The goal of PEGASUS is the establishment of a validated analytical chemometrics platform through the elaboration of contemporary chromatographic and spectroscopic techniques (FCPC, HPTLC, LC-HRMS/MS, NMR) along with sophisticated statistical algorithms for the rapid and effective identification of bioactive compounds, prior to their isolation.
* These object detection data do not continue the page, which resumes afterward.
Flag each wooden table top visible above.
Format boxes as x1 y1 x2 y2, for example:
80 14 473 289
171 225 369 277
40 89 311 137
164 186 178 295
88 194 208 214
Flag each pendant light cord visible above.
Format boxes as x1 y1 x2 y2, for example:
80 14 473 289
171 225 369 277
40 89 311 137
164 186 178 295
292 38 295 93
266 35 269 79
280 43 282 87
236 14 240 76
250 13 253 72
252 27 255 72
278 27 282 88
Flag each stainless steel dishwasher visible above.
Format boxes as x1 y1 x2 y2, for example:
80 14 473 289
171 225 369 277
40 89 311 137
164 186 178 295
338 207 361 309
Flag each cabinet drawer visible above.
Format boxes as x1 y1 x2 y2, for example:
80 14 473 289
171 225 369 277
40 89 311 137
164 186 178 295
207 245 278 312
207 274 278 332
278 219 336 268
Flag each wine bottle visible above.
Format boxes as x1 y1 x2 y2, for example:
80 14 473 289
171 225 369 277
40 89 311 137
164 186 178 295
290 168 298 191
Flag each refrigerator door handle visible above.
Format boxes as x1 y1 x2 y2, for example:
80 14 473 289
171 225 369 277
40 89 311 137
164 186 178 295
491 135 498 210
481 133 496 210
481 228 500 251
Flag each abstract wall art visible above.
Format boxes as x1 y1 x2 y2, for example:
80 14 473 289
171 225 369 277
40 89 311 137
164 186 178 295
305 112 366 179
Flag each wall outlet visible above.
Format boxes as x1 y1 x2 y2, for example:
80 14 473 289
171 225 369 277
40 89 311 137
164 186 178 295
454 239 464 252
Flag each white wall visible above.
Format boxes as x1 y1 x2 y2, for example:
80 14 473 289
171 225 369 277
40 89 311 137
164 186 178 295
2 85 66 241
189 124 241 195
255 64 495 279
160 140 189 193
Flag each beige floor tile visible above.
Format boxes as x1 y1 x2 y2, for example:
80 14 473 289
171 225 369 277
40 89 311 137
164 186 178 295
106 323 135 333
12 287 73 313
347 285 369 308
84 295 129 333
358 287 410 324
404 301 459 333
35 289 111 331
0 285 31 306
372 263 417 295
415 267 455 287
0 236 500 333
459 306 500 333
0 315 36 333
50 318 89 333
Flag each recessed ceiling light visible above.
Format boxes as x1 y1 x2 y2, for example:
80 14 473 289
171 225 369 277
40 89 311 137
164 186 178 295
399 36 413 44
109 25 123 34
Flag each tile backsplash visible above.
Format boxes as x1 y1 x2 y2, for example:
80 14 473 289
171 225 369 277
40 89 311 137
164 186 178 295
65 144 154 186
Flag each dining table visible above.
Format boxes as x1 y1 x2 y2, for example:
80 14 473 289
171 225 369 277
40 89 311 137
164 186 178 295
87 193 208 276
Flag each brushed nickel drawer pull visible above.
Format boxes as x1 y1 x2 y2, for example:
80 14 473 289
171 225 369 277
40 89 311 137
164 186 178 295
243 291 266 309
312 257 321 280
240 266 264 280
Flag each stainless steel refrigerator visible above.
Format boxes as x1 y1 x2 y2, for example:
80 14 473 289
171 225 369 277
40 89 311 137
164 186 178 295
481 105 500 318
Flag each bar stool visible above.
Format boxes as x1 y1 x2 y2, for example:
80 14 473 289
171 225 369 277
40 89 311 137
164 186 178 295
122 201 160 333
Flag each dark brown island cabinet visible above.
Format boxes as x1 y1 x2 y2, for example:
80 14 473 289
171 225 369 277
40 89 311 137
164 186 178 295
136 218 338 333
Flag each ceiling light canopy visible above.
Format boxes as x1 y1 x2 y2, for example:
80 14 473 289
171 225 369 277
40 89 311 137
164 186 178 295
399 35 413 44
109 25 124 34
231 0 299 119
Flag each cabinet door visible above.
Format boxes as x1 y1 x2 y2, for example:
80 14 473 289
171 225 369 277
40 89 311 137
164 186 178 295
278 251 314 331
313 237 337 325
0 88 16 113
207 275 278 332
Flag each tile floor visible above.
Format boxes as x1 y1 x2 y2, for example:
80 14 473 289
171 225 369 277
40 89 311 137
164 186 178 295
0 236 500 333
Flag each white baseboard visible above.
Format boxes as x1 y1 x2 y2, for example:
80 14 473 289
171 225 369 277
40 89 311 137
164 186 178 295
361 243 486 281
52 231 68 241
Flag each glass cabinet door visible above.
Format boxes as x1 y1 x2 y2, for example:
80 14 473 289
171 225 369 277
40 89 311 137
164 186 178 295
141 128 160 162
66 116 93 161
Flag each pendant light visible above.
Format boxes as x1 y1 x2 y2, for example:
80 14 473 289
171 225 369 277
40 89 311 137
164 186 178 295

The last five years, the development of an HeteroCovariance Approach (HetCa algorithms), has been applied at our department for the discovery of bioactive metabolites for several biological targets such as free radicals, enzymes and cancer cell lines [1]-[4]. HetCa is a MATLAB toolbox based on Statistical Total Correlation Spectroscopy (STOCSY) and Statistical Heterospectroscopy (SHY) methodologies. Specifically, HetCa has been applied for the discovery of antioxidant, anti-tyrosinase, anti-acetylcholinesterase, anti-hyaluronidase and cytotoxic against several cancer cell lines natural compounds from plant species belonging to the Greek flora.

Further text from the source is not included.